Clarifications for HW 1
Post date: Oct 11, 2013 8:37:53 AM
If you have trouble picturing what the first exercises are about, try coding them first for a simple example, e.g.:
let f(X) = 2x1 + 3x2^2
then the function form exercise 1 should compute the gradient of f at a given point:
grad(f, [1, 2]) = [2, 12]
by approximating df/dx1 = (f([x1+eps, x2]) - f([x1 - eps, x2]))/(2eps) = ...
note that the formula has to be applied separately for all elements of the input vector X (in other words you have to compute in a loop the partial derivatives).
The function from the second exercise should check whether your gradients are good.

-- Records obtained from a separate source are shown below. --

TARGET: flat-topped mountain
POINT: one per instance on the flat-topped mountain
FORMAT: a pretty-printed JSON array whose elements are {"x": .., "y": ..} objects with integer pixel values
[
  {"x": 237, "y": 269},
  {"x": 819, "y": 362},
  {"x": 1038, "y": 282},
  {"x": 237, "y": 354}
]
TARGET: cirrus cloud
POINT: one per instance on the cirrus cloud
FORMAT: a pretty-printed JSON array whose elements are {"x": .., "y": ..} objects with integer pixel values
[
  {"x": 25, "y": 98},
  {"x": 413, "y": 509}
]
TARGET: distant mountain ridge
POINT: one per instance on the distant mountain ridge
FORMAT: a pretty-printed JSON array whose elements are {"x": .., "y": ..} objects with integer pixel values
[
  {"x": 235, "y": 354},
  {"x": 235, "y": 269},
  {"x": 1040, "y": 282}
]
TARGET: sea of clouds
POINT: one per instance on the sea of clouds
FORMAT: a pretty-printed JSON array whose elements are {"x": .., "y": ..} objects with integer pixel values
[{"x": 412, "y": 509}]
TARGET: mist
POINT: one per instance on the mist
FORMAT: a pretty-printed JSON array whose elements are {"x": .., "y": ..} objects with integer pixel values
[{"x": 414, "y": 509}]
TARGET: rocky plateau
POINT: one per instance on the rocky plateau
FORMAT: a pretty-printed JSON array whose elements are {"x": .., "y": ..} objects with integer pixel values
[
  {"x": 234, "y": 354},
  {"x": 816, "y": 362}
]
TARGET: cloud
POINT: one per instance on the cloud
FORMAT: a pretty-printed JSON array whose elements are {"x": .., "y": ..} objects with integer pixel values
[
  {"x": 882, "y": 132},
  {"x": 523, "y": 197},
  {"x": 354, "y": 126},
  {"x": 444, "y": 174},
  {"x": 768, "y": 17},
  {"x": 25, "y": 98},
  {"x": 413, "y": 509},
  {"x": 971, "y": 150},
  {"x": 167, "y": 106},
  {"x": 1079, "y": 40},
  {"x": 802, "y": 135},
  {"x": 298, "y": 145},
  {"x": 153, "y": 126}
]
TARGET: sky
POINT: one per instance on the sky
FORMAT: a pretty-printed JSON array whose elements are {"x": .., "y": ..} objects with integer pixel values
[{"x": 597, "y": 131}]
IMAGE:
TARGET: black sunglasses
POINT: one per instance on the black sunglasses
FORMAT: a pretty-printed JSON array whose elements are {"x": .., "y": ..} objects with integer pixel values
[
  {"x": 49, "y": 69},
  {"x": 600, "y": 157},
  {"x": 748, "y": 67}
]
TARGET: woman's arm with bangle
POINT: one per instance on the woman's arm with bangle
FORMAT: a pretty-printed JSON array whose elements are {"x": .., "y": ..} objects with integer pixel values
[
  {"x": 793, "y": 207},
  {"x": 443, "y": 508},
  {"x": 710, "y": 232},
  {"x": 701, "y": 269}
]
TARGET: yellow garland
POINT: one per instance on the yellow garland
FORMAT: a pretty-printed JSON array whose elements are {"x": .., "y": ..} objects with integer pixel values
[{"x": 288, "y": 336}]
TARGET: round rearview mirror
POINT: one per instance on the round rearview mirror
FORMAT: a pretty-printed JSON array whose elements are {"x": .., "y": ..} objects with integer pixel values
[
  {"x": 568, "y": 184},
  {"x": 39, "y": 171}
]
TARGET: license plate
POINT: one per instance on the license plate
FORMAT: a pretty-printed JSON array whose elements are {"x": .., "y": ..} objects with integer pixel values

Continuing the example you decide to minimize f and provide its gradient:
fg(X) = f(X), gradf(X) = 2x1 + 3x2^2, [2, 6x2]
note that here the function returns a tuple: the value and gradient at a certain point.
Now the goal is to verify that the formula for the gradient results in approximately the same thing as the numerical approximation.
Finally, batch gradient descent is just this algorithm:
1. set theta = theta0 //can set theta=[0,0,..,0] in this example
2. while not converged:
3. theta = theta - alpha*grad(f,theta)
You will have to find an alpha that works (something small, like 10^-4, 10^-7) and find when to stop, possibilities include:
- the value doesn't change too much
- number of iterations exceeded
- the gradient is close to 0
It usually helps to plot how the value of the function to be minimized is changing over the iterations.